David McVicar’s production tried to transform the story into a mixture of cabaret show and farce – always extremely successful when he dealt with the femme fatale Cleopatra and her rival Tolomeo, but not as successful in the more intimate arias and duets of Cornelia (the Irish Mezzo Patricia Bardon) and her son Sesto (the superb Austrian soprano Angelika Kirschschlager). The Moroccan counter-tenor Rachid Ben Abdeslam made the best out of Nireno, the confidante of Cleopatra, and the French counter-tenor Christophe Dumaux created an over hysterical Tolomeo. But the highlight of the entire evening had been the British debut of the only 25 years old Australian born American soprano Danielle de Niese as Cleopatra. I cannot remember any debut of such phenomenal musicality, temperament, humour, directness and acting ability. She stole the show and judging from the applause there was certainly nobody in the auditorium who would not have gone for her wit and sex appeal. Her already beautiful voice may still grow, but her stage presence, her instinct, her flair were just out of this world and I am longing to hear her again soon, if necessary even in a Handel opera.

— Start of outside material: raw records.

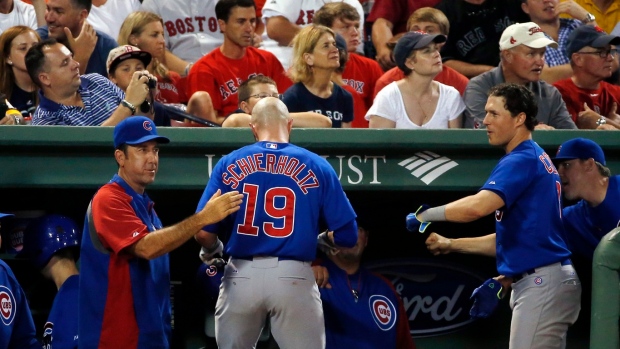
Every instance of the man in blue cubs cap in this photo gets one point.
(124, 293)
(16, 324)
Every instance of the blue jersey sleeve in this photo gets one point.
(17, 328)
(510, 179)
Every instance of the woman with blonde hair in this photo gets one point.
(145, 30)
(15, 82)
(315, 58)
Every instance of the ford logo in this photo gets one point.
(435, 294)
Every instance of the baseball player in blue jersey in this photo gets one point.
(272, 239)
(524, 191)
(370, 299)
(16, 325)
(52, 244)
(124, 292)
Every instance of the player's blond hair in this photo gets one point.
(304, 42)
(134, 25)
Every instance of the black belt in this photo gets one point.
(516, 278)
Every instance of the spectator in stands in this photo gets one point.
(389, 18)
(591, 102)
(547, 15)
(192, 28)
(431, 21)
(145, 30)
(16, 12)
(417, 101)
(258, 87)
(221, 71)
(66, 22)
(66, 98)
(605, 12)
(315, 58)
(284, 19)
(107, 16)
(522, 61)
(15, 82)
(475, 27)
(360, 73)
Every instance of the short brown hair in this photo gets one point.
(429, 14)
(327, 14)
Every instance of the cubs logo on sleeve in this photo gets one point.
(383, 312)
(7, 305)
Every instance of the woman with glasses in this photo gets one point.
(15, 82)
(315, 58)
(417, 101)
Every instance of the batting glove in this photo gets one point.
(325, 244)
(208, 255)
(413, 223)
(486, 297)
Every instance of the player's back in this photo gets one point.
(288, 192)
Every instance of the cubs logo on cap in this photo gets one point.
(135, 130)
(383, 312)
(7, 305)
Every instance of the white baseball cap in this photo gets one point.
(528, 34)
(121, 53)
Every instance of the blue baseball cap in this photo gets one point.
(413, 41)
(135, 130)
(580, 148)
(588, 35)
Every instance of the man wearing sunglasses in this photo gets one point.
(591, 101)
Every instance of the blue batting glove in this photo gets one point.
(413, 223)
(486, 297)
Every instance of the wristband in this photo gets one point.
(131, 107)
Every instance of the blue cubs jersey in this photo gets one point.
(338, 107)
(16, 326)
(586, 225)
(287, 192)
(124, 301)
(60, 331)
(363, 311)
(529, 227)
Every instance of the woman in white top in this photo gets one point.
(417, 101)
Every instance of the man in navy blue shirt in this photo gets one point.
(66, 22)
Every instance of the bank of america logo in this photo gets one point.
(427, 166)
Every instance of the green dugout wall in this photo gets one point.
(386, 174)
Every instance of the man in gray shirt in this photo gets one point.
(522, 50)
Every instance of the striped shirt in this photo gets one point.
(99, 96)
(558, 56)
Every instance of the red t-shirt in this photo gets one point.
(359, 110)
(361, 74)
(221, 76)
(171, 90)
(599, 100)
(447, 76)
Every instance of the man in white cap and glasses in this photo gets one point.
(522, 51)
(16, 324)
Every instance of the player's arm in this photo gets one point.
(164, 240)
(467, 209)
(481, 245)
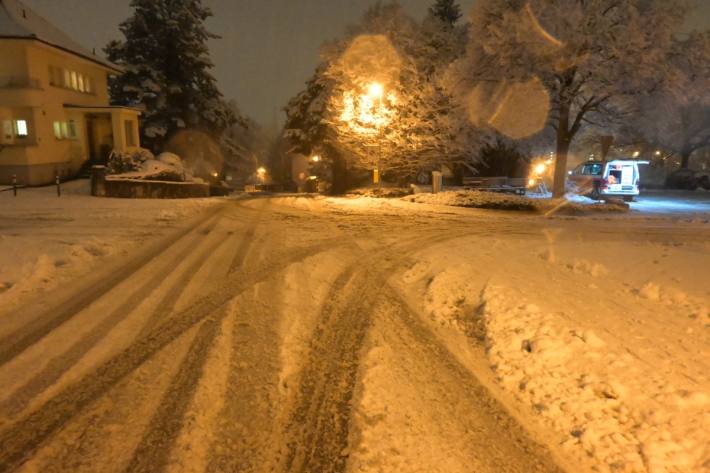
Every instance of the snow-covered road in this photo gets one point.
(362, 335)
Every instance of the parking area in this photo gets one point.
(673, 202)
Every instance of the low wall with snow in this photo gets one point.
(103, 186)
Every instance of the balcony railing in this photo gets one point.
(13, 82)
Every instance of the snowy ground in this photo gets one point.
(354, 334)
(45, 240)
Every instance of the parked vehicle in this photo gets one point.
(688, 179)
(598, 180)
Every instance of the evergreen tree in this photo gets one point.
(168, 70)
(448, 11)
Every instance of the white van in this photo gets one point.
(597, 179)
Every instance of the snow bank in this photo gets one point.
(500, 201)
(615, 363)
(611, 407)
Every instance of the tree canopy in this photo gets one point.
(167, 66)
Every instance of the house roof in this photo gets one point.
(17, 21)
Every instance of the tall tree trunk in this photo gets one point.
(340, 173)
(685, 158)
(563, 142)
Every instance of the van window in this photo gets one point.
(593, 169)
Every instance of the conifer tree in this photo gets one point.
(167, 67)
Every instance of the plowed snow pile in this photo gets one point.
(614, 362)
(498, 201)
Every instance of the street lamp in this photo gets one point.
(261, 174)
(369, 113)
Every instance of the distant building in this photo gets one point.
(54, 105)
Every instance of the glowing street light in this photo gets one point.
(369, 114)
(376, 90)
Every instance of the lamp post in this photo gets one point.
(376, 91)
(369, 114)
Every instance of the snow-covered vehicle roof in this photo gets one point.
(17, 21)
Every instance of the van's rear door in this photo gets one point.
(621, 178)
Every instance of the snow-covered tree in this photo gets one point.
(448, 11)
(168, 69)
(420, 130)
(588, 56)
(411, 123)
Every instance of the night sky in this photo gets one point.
(268, 49)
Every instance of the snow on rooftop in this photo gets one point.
(19, 21)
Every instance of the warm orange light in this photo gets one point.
(376, 90)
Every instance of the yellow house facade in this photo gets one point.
(55, 115)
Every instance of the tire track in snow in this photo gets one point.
(21, 439)
(153, 452)
(320, 423)
(16, 343)
(62, 363)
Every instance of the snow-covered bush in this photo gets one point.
(143, 165)
(119, 163)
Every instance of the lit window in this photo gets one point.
(21, 128)
(130, 135)
(72, 130)
(7, 131)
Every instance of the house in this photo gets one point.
(54, 105)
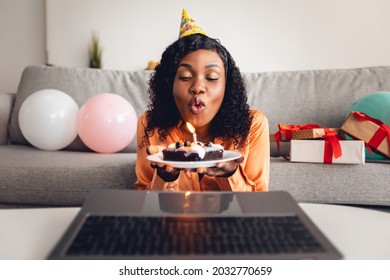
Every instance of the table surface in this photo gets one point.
(359, 233)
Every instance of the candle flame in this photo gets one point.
(190, 127)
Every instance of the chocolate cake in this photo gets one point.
(188, 151)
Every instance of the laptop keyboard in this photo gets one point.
(132, 235)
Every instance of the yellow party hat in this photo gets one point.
(189, 26)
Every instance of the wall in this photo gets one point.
(262, 35)
(22, 39)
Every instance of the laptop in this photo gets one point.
(130, 224)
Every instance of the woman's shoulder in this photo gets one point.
(257, 115)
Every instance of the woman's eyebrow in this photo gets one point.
(185, 65)
(213, 65)
(207, 66)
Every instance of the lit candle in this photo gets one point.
(192, 130)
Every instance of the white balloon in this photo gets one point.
(48, 119)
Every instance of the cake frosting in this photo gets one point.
(190, 151)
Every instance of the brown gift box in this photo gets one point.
(365, 130)
(313, 133)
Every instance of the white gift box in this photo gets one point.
(313, 151)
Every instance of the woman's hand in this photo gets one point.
(221, 169)
(165, 172)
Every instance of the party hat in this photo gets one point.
(189, 26)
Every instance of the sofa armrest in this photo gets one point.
(6, 104)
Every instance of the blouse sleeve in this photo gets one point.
(143, 169)
(253, 173)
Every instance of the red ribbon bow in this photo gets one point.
(382, 133)
(288, 129)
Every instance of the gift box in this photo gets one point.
(373, 132)
(314, 133)
(320, 151)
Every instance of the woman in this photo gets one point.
(198, 82)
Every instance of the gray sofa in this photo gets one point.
(29, 176)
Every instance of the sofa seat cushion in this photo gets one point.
(62, 178)
(360, 184)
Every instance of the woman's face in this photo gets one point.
(199, 87)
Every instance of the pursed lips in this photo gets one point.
(197, 105)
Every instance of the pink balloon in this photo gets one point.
(106, 123)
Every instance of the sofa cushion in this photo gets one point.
(81, 84)
(317, 96)
(61, 178)
(6, 102)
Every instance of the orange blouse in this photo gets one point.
(251, 175)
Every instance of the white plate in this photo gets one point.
(227, 155)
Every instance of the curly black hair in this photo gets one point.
(233, 118)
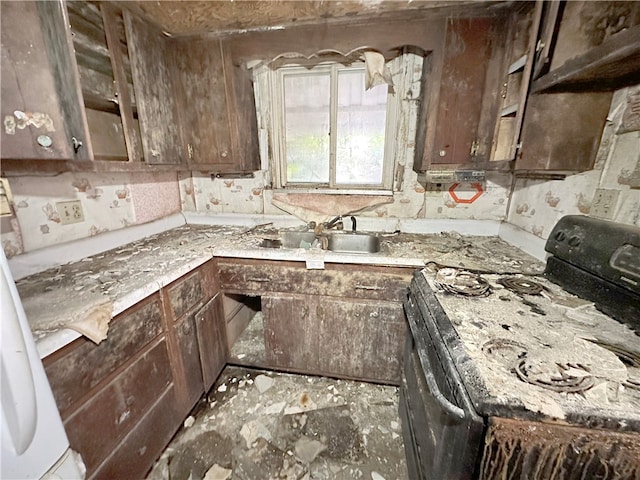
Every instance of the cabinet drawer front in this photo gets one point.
(185, 294)
(116, 409)
(136, 453)
(338, 283)
(78, 368)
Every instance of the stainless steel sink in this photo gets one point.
(354, 243)
(297, 239)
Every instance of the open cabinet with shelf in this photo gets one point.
(104, 70)
(523, 30)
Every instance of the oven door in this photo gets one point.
(443, 433)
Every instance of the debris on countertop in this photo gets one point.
(125, 275)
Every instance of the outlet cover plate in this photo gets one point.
(604, 203)
(70, 212)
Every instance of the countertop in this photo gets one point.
(128, 274)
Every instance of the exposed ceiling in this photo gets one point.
(232, 16)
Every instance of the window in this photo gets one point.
(329, 132)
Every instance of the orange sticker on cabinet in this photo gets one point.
(474, 197)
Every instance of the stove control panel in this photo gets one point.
(606, 249)
(626, 259)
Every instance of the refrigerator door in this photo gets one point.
(33, 437)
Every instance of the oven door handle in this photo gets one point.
(447, 406)
(451, 409)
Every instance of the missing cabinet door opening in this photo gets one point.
(245, 329)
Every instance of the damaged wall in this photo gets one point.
(109, 202)
(200, 193)
(536, 205)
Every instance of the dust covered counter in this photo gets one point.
(81, 297)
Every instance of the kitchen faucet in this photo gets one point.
(335, 222)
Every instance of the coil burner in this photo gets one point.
(567, 378)
(521, 285)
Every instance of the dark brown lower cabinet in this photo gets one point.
(121, 401)
(109, 393)
(189, 368)
(342, 337)
(121, 405)
(212, 340)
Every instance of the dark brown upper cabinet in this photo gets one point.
(92, 86)
(585, 51)
(41, 107)
(155, 91)
(589, 47)
(104, 70)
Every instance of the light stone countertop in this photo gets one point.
(130, 273)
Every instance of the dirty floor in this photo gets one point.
(257, 424)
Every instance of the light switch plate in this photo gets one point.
(604, 203)
(70, 212)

The whole evening had its ups and downs, and I could have done without the silly movement created by Andrew George. Handel is generally difficult to stage. He wrote his operas for particular famous voices of his time and he wanted to entertain an audience, who loved those voices. The only entirely satisfying contemporary Handel production I have ever seen had been Nicholas Hytner’s Xerxes at the English National Opera quite some years ago.